One year after the Fukushima reactor crisis in Japan, no meaningful progress has been achieved in improving the ability of first responders and medical professionals to react to a disaster on a similar scale in the United States, according to a major new report from Physicians for Social Responsibility (PSR).  The report, titled “Nuclear Power and Public Health: Lessons from Fukushima, Still Dangerously Unprepared,” discusses what we now know happened in the Fukushima nuclear accident, the inadequacies of our current infrastructure to cope with a similar scale nuclear accident, and proposes recommendations to ease some of the attendant problems associated with nuclear emergencies.  These include:

  1. Education of the public and First Responders regarding radiation exposure and health;
  2. Implementation and education of the public and First Responders on emergency plans which may include sheltering in place, early distribution of stable potassium iodide, and evacuation;
  3. Enhancement of the NRC’s ability to monitor the distressed site in real time with communication and transparency to the public about such events;
  4. Enhanced fuel pool security
  5. A moratorium on building further nuclear power plants until the attendant problems of safety and dealing with waste are openly dealt with and solved in some fashion;
  6. The phasing out of nuclear power as a source of energy, beginning now.

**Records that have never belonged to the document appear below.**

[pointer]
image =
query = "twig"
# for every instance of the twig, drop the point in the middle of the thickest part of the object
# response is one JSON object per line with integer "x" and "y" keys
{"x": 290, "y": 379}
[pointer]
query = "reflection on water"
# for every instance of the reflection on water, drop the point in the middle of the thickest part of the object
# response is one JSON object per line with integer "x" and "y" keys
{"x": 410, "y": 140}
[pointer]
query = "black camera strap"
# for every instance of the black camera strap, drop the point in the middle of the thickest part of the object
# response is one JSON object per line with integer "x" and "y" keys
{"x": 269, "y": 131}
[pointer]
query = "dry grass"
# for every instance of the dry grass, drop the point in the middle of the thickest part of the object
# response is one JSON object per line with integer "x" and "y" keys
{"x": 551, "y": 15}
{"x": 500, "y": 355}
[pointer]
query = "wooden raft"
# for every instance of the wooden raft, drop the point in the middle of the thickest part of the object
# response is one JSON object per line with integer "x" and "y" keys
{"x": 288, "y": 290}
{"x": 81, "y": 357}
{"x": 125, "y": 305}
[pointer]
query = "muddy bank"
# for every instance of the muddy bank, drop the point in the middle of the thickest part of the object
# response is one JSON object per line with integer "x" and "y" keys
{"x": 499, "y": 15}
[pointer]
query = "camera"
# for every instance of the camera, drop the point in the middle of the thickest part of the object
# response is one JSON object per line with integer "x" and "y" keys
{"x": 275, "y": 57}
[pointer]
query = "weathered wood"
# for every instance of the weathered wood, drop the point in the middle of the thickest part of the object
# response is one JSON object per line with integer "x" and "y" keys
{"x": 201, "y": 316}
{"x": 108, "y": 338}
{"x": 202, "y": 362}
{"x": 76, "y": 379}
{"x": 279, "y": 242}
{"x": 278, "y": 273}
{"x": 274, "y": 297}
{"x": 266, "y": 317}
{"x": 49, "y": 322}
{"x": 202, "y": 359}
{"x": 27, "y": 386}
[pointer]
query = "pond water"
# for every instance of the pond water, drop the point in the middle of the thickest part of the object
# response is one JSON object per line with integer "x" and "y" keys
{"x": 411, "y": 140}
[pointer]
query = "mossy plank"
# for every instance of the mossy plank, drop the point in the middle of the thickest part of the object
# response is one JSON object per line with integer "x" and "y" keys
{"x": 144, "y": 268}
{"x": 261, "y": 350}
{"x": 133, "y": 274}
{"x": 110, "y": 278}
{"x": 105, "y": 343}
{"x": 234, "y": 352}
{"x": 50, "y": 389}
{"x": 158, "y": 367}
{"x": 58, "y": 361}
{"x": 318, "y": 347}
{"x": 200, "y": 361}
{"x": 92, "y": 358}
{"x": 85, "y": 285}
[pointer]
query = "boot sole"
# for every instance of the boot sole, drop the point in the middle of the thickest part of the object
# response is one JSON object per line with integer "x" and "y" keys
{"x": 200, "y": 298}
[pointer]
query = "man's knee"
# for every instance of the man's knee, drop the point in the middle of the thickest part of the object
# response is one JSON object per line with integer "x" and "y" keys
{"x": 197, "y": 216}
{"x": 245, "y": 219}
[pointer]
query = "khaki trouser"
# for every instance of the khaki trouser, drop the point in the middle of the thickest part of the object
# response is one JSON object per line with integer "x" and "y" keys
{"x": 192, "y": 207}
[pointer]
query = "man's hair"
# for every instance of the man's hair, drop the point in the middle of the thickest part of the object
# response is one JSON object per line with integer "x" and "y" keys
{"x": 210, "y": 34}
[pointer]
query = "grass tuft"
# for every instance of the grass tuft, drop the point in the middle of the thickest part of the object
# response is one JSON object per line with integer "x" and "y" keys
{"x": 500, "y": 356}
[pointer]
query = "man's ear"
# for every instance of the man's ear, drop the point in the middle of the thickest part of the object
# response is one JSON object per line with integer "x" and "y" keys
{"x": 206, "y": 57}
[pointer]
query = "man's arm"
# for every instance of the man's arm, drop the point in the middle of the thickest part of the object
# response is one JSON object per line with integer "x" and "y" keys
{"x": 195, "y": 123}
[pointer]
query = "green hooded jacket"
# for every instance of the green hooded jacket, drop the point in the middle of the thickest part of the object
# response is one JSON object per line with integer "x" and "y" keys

The report was released at a national news conference Tuesday, March 6, which featured Dr. Ira Helfand, North American vice president, International Physicians for the Prevention of Nuclear War (IPPNW) and past president of Physicians for Social Responsibility, Erik Larsen, MD, associate director of the emergency department, White Plains Hospital and member of the National Disaster Medical System, the Disaster Medical Assistance Teams, and the New York City MEDICS Disaster Team, and two Japanese experts, Dr. Yuki Tanaka,  research professor, History, Hiroshima Peace Institute, Hiroshima City University and author of several books, and Mr. Kyoko Kitajima, organizer, Precariat Union, Tokyo, and provider of aid and support activities in response to the March 11, 2011 earthquake and tsunami, who spoke of their personal experiences with the  profound human, environmental, and psychological impacts of the Fukushima disaster.